Decorrelate electrical load year from weather year
Changes proposed in this Pull Request
I suggest to decorrelate the electrical load year from the weather year. Up to now, we are using the snapshots as reference configuration to choose the electrical load from OPSD data. But because this load is also used to determine the not modeled part of the electrical load, we need this value to be as accurate as possible. Therefor, we should use a more recent value than the default 2013 value for cutouts.
Checklist
- [x] I tested my contribution locally and it seems to work fine.
- [x] Code and workflow changes are sufficiently documented.

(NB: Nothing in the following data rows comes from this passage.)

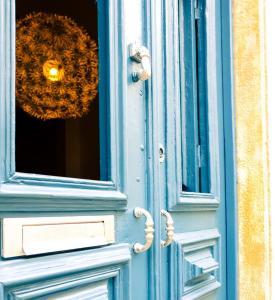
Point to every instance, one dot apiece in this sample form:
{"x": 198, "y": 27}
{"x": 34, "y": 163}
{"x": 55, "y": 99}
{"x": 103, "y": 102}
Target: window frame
{"x": 30, "y": 192}
{"x": 177, "y": 199}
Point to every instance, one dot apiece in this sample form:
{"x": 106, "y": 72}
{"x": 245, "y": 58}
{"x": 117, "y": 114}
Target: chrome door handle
{"x": 169, "y": 228}
{"x": 140, "y": 54}
{"x": 149, "y": 230}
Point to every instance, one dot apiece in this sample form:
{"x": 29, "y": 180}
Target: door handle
{"x": 141, "y": 55}
{"x": 149, "y": 230}
{"x": 169, "y": 228}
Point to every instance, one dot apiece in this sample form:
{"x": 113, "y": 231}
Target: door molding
{"x": 40, "y": 277}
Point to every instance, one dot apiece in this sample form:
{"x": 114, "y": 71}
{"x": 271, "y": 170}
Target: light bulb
{"x": 53, "y": 70}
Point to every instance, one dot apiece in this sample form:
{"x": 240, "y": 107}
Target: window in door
{"x": 61, "y": 108}
{"x": 194, "y": 102}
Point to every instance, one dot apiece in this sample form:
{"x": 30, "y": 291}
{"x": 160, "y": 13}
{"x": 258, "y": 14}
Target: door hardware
{"x": 140, "y": 54}
{"x": 161, "y": 154}
{"x": 149, "y": 230}
{"x": 169, "y": 228}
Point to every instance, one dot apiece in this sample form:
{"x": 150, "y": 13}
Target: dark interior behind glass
{"x": 60, "y": 147}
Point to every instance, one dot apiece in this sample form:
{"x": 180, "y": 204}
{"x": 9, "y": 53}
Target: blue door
{"x": 112, "y": 150}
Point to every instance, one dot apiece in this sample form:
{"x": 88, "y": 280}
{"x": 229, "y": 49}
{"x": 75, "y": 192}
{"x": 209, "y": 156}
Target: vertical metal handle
{"x": 149, "y": 230}
{"x": 140, "y": 54}
{"x": 169, "y": 228}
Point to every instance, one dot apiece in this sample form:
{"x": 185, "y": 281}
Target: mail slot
{"x": 29, "y": 236}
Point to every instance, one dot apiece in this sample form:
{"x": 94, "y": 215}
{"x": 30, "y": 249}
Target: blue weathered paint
{"x": 140, "y": 117}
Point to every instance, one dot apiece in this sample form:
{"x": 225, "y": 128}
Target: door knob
{"x": 169, "y": 228}
{"x": 149, "y": 230}
{"x": 140, "y": 54}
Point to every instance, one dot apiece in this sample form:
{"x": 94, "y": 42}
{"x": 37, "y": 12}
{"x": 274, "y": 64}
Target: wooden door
{"x": 196, "y": 127}
{"x": 156, "y": 144}
{"x": 59, "y": 167}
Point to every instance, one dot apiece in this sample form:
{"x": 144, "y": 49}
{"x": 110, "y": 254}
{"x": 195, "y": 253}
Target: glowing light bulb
{"x": 53, "y": 70}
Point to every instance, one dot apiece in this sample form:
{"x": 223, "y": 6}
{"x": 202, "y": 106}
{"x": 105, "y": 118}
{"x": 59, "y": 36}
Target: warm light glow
{"x": 53, "y": 70}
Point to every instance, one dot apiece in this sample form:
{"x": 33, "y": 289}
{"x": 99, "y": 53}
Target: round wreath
{"x": 56, "y": 67}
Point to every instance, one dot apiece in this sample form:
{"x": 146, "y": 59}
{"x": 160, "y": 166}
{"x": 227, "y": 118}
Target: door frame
{"x": 230, "y": 149}
{"x": 223, "y": 22}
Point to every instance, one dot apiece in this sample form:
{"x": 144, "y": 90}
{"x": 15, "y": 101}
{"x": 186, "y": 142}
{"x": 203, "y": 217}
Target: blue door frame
{"x": 116, "y": 265}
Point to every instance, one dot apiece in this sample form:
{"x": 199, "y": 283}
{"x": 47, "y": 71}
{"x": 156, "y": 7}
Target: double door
{"x": 148, "y": 157}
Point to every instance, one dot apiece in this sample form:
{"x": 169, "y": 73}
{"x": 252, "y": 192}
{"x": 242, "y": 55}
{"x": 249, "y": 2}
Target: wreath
{"x": 56, "y": 67}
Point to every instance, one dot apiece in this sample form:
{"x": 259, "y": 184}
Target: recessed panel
{"x": 197, "y": 266}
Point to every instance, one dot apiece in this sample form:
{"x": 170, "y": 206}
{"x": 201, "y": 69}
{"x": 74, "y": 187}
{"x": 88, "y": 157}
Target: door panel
{"x": 195, "y": 149}
{"x": 149, "y": 158}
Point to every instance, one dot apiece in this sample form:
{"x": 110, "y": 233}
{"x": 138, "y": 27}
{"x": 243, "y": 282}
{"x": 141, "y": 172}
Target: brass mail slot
{"x": 29, "y": 236}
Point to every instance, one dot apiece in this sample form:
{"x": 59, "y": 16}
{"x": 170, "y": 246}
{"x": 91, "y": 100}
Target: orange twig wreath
{"x": 56, "y": 67}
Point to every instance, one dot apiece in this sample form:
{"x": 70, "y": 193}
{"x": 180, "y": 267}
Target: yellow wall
{"x": 251, "y": 143}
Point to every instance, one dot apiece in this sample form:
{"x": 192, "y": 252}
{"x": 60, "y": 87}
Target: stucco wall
{"x": 251, "y": 143}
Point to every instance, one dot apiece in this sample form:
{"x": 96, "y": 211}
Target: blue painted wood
{"x": 141, "y": 116}
{"x": 210, "y": 207}
{"x": 40, "y": 277}
{"x": 113, "y": 51}
{"x": 230, "y": 149}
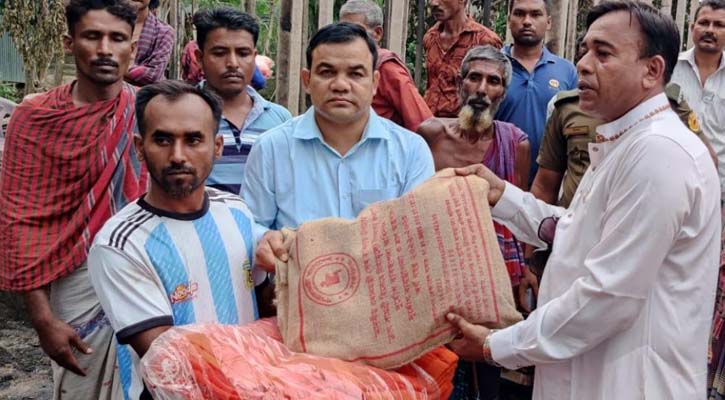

- [ ] Changed dependencies are added to
envs/environment.yaml. - [x] Changes in configuration options are added in all of
config.default.yaml. - [x] Changes in configuration options are also documented in
doc/configtables/*.csv. - [x] A release note
doc/release_notes.rstis added.
I made it optional to take into account thermal senstive loads.
But there is a high correlation between the temperature and the electrical load, isn't there? See for example
taken from https://doi.org/10.3390/en14113351. Seen many such plots over the years, stressing the importance to use correlated data for load and weather (even more so for heating demands)
Thanks @martacki for your reply. The data is indeed highly correlated but here is my problem I need more recent data for electrical load (2013 is way too old) and cutouts are only available for 2013. I have successfully built a europe-2018-era5.nc but computing europe-2018-sarah.nc is much more intensive That is why I suggested to decorrelate both dates. Would you suggest anything else ?
I agree, it's hard to build newer solar profiles for other years than 2013 using SARAH-2 data, but you can also use the era5 data for your solar profiles (instead of the SARAH-2 data). If you do this, we suggest to use a correction factor. With this, the correlation of electricity to weather would be accounted for... if this is better than using SARAH-2 data, I cannot tell. Intuitively, I'd say yes, but I am not aware of any research and qualitative analysis.